The ruling class is already calling for ‘realism’ and the government blames former President Macri for the current situation. Yet it is still attempting to get an agreement with the right wing on how to implement the cuts, seeking the much-desired ‘governability’ to try to sustain attacks against the poor. This will increase the anger and popular discontent to an even greater level.
The Left Front Unity campaign focused on two central points: rejecting adjustment and submission to the IMF, along with fighting for a 30-hour working week (a six hour-day, five-day week), maintaining a salary equal to the family basket, along with gender rights and defence of the environment.
These policies gained support among sections of the population that are looking for an alternative to the current unjust system.
It remains to be seen how this struggle can be continued, how to organise employed and unemployed workers, and how to coordinate the struggles.
New struggles will take place and the FIT-Unidad will need to be able to reach out and win workers away from Peronism and offer a real alternative. This is the test it faces. It must take steps to initiate the building of a mass working-class party with a full socialist programme.
What is Peronism?
Peronism is a populist, nationalist political movement peculiar to Argentina. It draws inspiration from the presidencies of the late Juan Perón.
Perón was an army general who headed the labour ministry in the country’s fascist-sympathising military dictatorship between 1943-46, where he embroiled the trade union tops into the state machine.
He was elected president in 1946, against the declared interests of US imperialism, and moulded his vision of a corporatist state with ‘new deal’ social reforms.
These included popular measures such as nationalisation of transport and public utilities, promoting trade unions, raising wages, and implementing progressive social programmes – set against a very favourable economic background.
His nationalisations further antagonised US imperialism, although he later offered generous terms to US companies, and others, to attract inward investment. He also struck blows against Argentina’s big bourgeoisie and landowners, and the conservative Catholic church hierarchy (the Pope excommunicated him).
This pro-worker and anti-imperialist stance bolstered his political reputation among sections of the working class.
Perón’s radical reputation was further enhanced following his overthrow in 1955 by military chiefs, backed by the capitalist ruling class. In exile, he courted the revolutionary left – the Peronist youth movement, mistakenly and fatally, linked up with the urban guerrillaist Monteneros. However, he also maintained links with far-right and fascist groups.
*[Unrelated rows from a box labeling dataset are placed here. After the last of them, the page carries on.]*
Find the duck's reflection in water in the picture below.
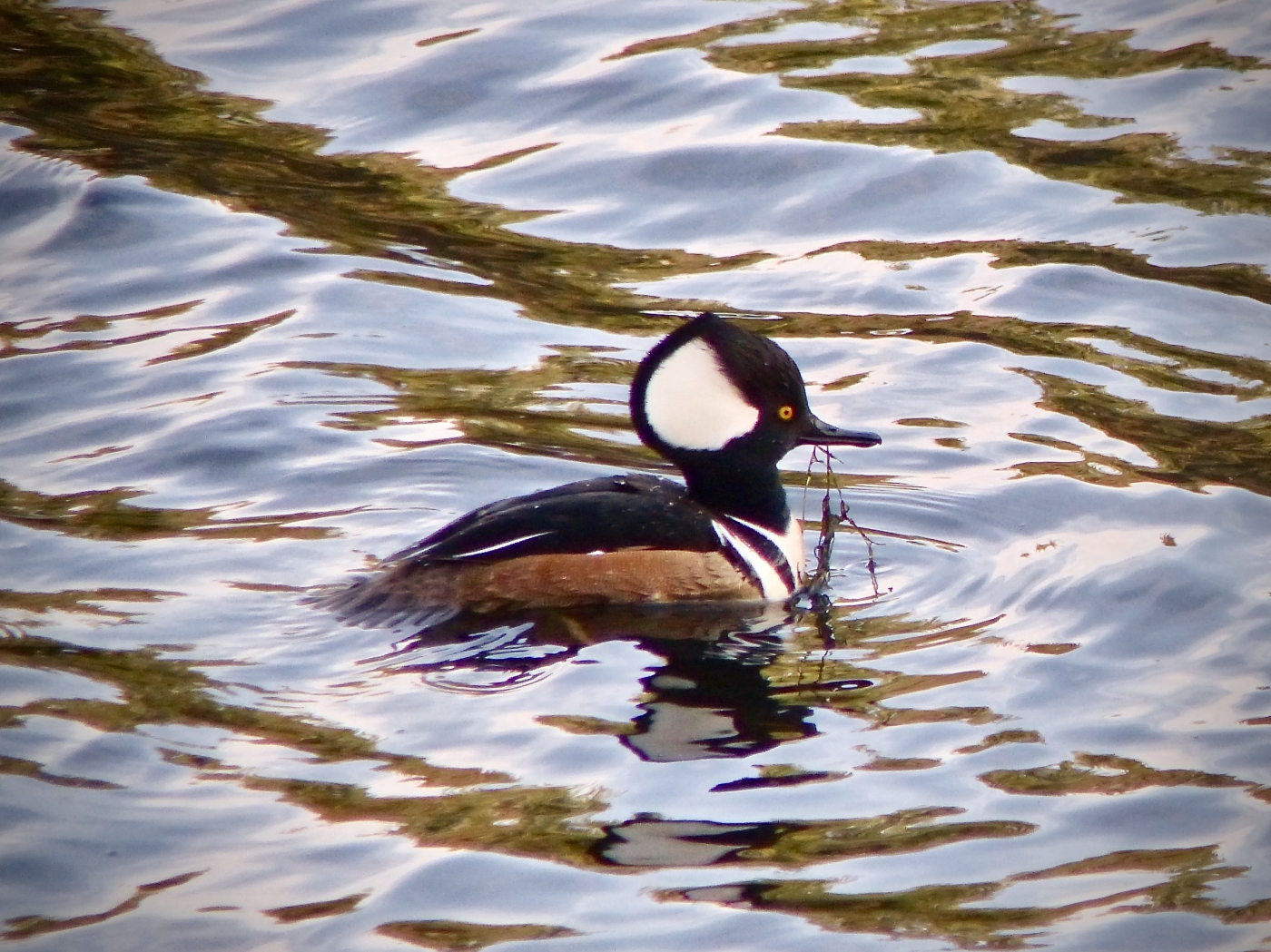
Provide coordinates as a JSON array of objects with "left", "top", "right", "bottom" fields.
[{"left": 369, "top": 603, "right": 870, "bottom": 762}]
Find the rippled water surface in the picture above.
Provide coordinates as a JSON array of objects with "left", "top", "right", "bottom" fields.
[{"left": 0, "top": 0, "right": 1271, "bottom": 952}]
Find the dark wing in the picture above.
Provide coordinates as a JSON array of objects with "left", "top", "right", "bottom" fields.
[{"left": 390, "top": 476, "right": 719, "bottom": 562}]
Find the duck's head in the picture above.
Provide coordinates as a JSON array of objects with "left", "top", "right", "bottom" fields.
[{"left": 630, "top": 314, "right": 882, "bottom": 472}]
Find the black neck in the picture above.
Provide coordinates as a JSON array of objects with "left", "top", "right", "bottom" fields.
[{"left": 676, "top": 454, "right": 791, "bottom": 533}]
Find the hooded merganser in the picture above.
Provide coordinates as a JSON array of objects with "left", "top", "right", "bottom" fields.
[{"left": 320, "top": 314, "right": 882, "bottom": 625}]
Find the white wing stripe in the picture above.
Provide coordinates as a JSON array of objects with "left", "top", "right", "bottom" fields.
[
  {"left": 712, "top": 523, "right": 792, "bottom": 600},
  {"left": 445, "top": 531, "right": 550, "bottom": 559}
]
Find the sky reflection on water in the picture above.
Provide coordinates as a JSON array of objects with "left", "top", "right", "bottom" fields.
[{"left": 0, "top": 0, "right": 1271, "bottom": 952}]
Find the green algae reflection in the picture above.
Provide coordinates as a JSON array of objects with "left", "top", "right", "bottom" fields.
[{"left": 623, "top": 0, "right": 1271, "bottom": 215}]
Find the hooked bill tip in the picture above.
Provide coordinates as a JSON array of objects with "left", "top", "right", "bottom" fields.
[{"left": 800, "top": 417, "right": 882, "bottom": 448}]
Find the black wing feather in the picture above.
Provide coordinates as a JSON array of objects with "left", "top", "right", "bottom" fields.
[{"left": 390, "top": 476, "right": 719, "bottom": 562}]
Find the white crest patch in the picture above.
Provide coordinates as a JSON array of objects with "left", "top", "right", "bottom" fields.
[{"left": 645, "top": 339, "right": 759, "bottom": 450}]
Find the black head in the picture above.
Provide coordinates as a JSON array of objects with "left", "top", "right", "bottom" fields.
[{"left": 630, "top": 314, "right": 882, "bottom": 467}]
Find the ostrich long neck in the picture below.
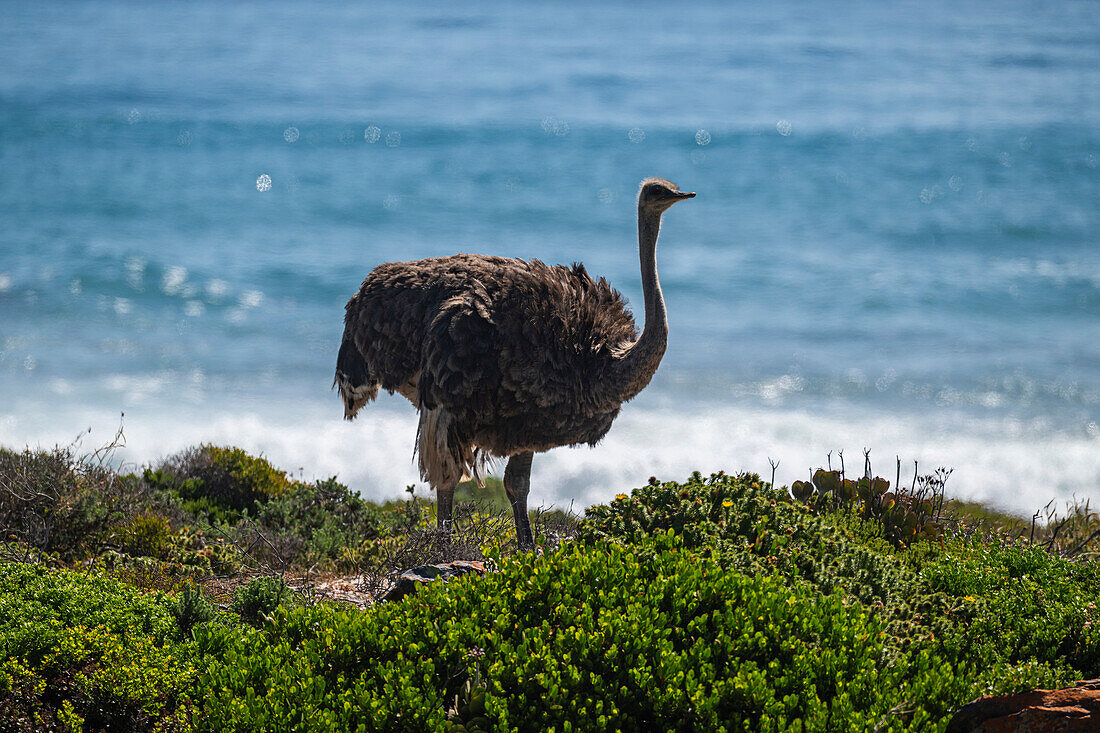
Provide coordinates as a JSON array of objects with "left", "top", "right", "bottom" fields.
[{"left": 614, "top": 207, "right": 669, "bottom": 402}]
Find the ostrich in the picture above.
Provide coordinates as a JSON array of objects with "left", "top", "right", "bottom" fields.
[{"left": 334, "top": 178, "right": 695, "bottom": 541}]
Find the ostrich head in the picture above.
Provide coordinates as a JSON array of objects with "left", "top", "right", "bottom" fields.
[{"left": 638, "top": 178, "right": 695, "bottom": 214}]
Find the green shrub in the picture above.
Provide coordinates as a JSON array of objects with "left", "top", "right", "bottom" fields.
[
  {"left": 231, "top": 576, "right": 294, "bottom": 626},
  {"left": 922, "top": 543, "right": 1100, "bottom": 679},
  {"left": 117, "top": 512, "right": 172, "bottom": 558},
  {"left": 200, "top": 536, "right": 890, "bottom": 731},
  {"left": 144, "top": 445, "right": 290, "bottom": 523},
  {"left": 167, "top": 583, "right": 218, "bottom": 638},
  {"left": 255, "top": 477, "right": 386, "bottom": 571},
  {"left": 0, "top": 565, "right": 195, "bottom": 731}
]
To underscore the irreconcilable political movement Perón headed, on his return from exile in 1973, 3.5 million supporters greeted him. However, right-wing Peronists opened fire on left-wingers in the crowd killing at least 13 and injuring hunderds.
Perón went on to briefly become president again during a period of massive political instability in Argentina. During the internecine struggle between the left and right wings of Peronism, he led a brutal clampdown on the Monteneros and the left wing.
Perón died in 1974 and was succeeded by his third wife Isabel Perón, whose presidency was overthrown in 1976 by a brutal US-backed military coup d’etat.
Perónism, at its height, was a form of ‘bourgeois bonapartism’; a regime where the machinery of the capitalist state temporarily elevates itself above the contending social classes in society, striking blows against one another, while ultimately representing the overall interests of capitalism.